Segundo o Ministério Público, Marlon foi apontado como o mentor do ataque. Na época dos fatos, ele já estava preso por outro crime. As investigações revelaram que ele teria convencido sua então companheira, Débora Aparecida Custódio Ferreira, a executar o plano. Dados extraídos do celular da acusada ajudaram a comprovar o planejamento do atentado.
Objetivo era atingir aparência da vítima
Durante depoimento prestado no processo, Débora afirmou que Marlon pesquisou sobre o uso da soda cáustica antes do crime e orientou a forma como ela deveria agir.
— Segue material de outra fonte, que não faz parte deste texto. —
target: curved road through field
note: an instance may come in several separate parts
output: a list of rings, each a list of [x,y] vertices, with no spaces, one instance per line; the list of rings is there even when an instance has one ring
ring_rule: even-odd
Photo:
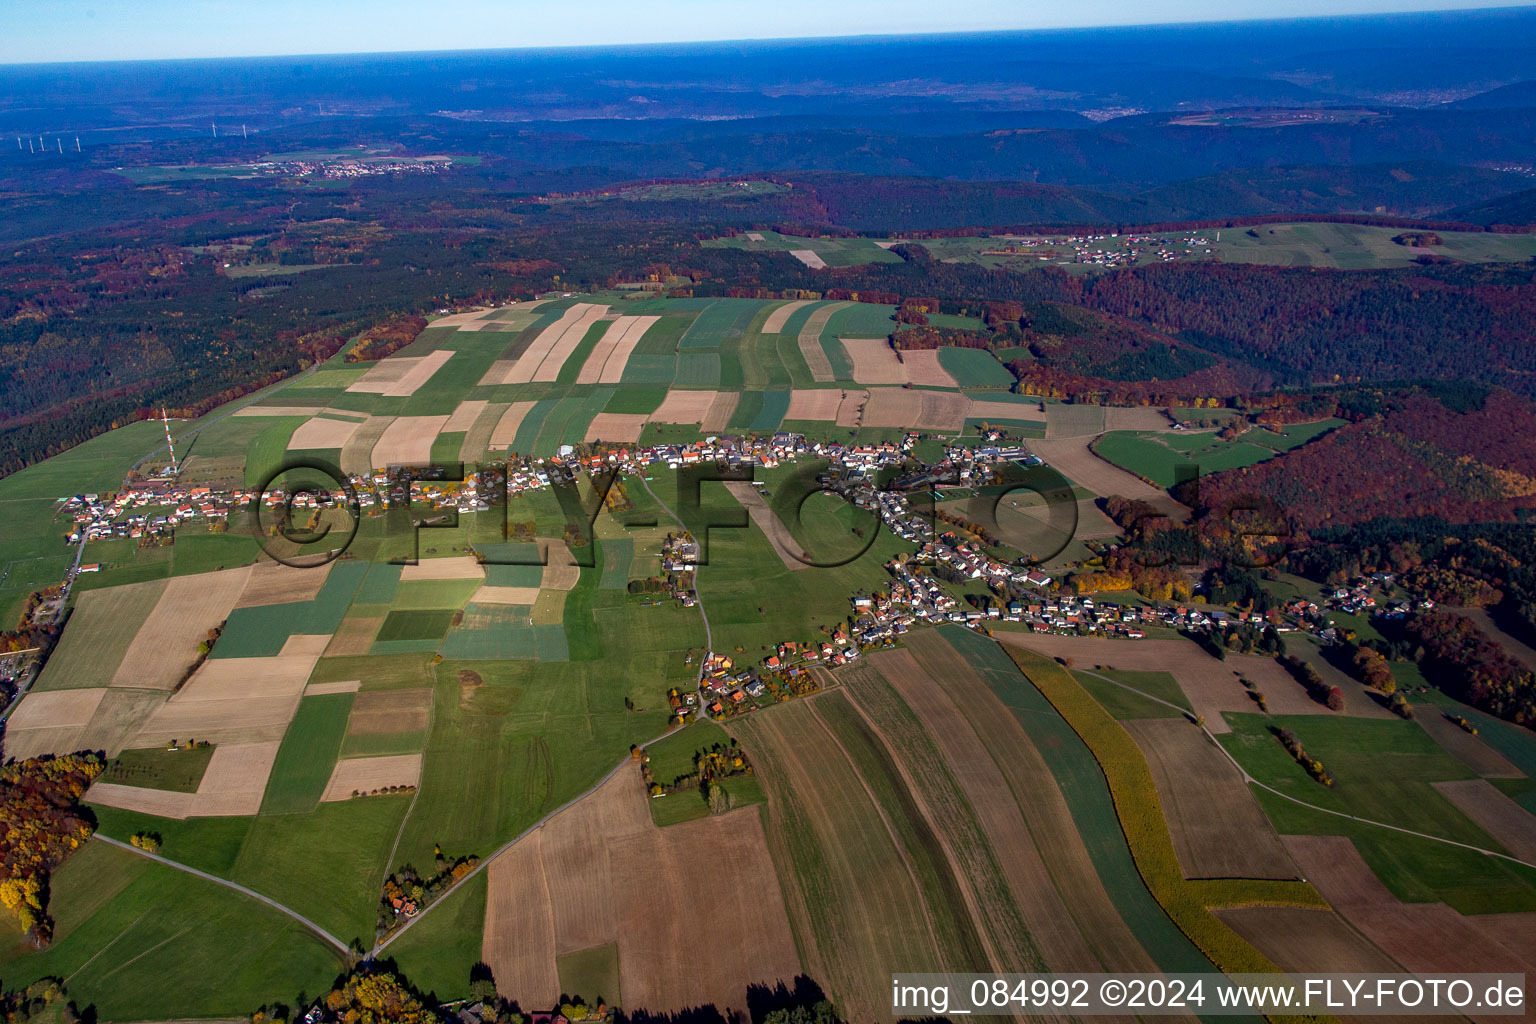
[[[140,857],[146,857],[149,860],[164,864],[166,867],[175,868],[177,871],[185,871],[189,875],[196,875],[198,878],[212,882],[215,885],[222,885],[226,889],[233,889],[235,892],[249,896],[251,899],[256,900],[258,903],[265,903],[267,906],[271,907],[273,910],[276,910],[278,913],[287,914],[289,917],[299,922],[299,924],[314,932],[318,938],[324,939],[326,942],[336,947],[336,951],[343,957],[352,955],[352,947],[348,946],[345,942],[342,942],[336,936],[332,935],[324,928],[321,928],[319,925],[315,924],[315,922],[311,921],[303,914],[300,914],[297,910],[285,907],[276,900],[267,896],[263,896],[255,889],[247,889],[245,886],[239,884],[238,882],[231,882],[229,879],[220,878],[218,875],[210,875],[206,871],[199,871],[197,868],[188,867],[187,865],[171,860],[168,857],[162,857],[158,853],[150,853],[148,850],[141,850],[137,846],[131,846],[128,843],[122,842],[121,840],[113,839],[111,836],[104,836],[99,832],[91,838],[100,840],[101,842],[106,843],[108,846],[116,846],[120,849],[127,850],[129,853],[136,853]]]
[[[1177,704],[1170,703],[1169,701],[1163,700],[1161,697],[1154,697],[1152,694],[1138,690],[1134,686],[1128,686],[1125,683],[1120,682],[1118,679],[1111,679],[1109,676],[1101,675],[1098,672],[1089,672],[1086,669],[1073,669],[1072,671],[1081,672],[1085,676],[1093,676],[1095,679],[1102,679],[1104,682],[1118,686],[1122,690],[1129,690],[1131,693],[1136,694],[1138,697],[1144,697],[1147,700],[1154,701],[1155,703],[1161,704],[1165,708],[1172,708],[1186,719],[1190,718],[1191,712],[1188,708],[1183,708]],[[1190,720],[1193,721],[1193,719]],[[1215,744],[1217,750],[1221,751],[1222,756],[1225,757],[1228,761],[1232,762],[1232,767],[1237,769],[1238,774],[1242,776],[1244,782],[1248,783],[1250,786],[1257,786],[1264,790],[1266,793],[1273,793],[1275,796],[1278,796],[1282,800],[1289,800],[1291,803],[1299,804],[1300,806],[1305,807],[1310,811],[1319,811],[1323,814],[1331,814],[1335,818],[1346,818],[1349,821],[1358,821],[1362,825],[1374,825],[1377,828],[1391,829],[1393,832],[1401,832],[1404,835],[1414,836],[1418,839],[1432,839],[1437,843],[1445,843],[1448,846],[1459,846],[1463,850],[1471,850],[1474,853],[1481,853],[1485,857],[1497,857],[1500,860],[1511,861],[1515,864],[1521,865],[1522,867],[1536,868],[1536,864],[1532,864],[1530,861],[1521,860],[1519,857],[1513,857],[1507,853],[1500,853],[1497,850],[1485,850],[1481,846],[1473,846],[1471,843],[1457,842],[1454,839],[1446,839],[1444,836],[1430,835],[1428,832],[1415,832],[1411,828],[1403,828],[1400,825],[1389,825],[1385,821],[1376,821],[1372,818],[1360,818],[1353,814],[1345,814],[1343,811],[1335,811],[1332,808],[1319,807],[1317,804],[1309,804],[1305,800],[1299,800],[1296,797],[1291,796],[1289,793],[1282,793],[1274,786],[1266,785],[1265,783],[1260,782],[1258,779],[1254,778],[1252,775],[1249,775],[1247,769],[1242,766],[1237,758],[1233,757],[1231,753],[1228,752],[1226,747],[1217,742],[1216,737],[1211,734],[1211,730],[1205,727],[1205,723],[1196,722],[1195,724],[1199,727],[1201,732],[1205,733],[1205,738]]]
Segundo a acusada, o ex-namorado desejava causar danos permanentes à aparência de Isabelly.
“Ele queria jogar a soda nela para deixá-la feia”, declarou Débora em depoimento.
Ainda conforme a investigação, Marlon alegava estar incomodado com o comportamento da ex-companheira e queria lhe dar um “susto”.
Julgamento da executora foi adiado
Débora também estava sendo julgada nesta semana, mas o processo foi interrompido após seus advogados abandonarem o plenário do Tribunal do Júri.
A defesa alegou que a acusada não estaria tendo um julgamento justo. Com isso, o caso dela será analisado em uma nova data, ainda sem previsão.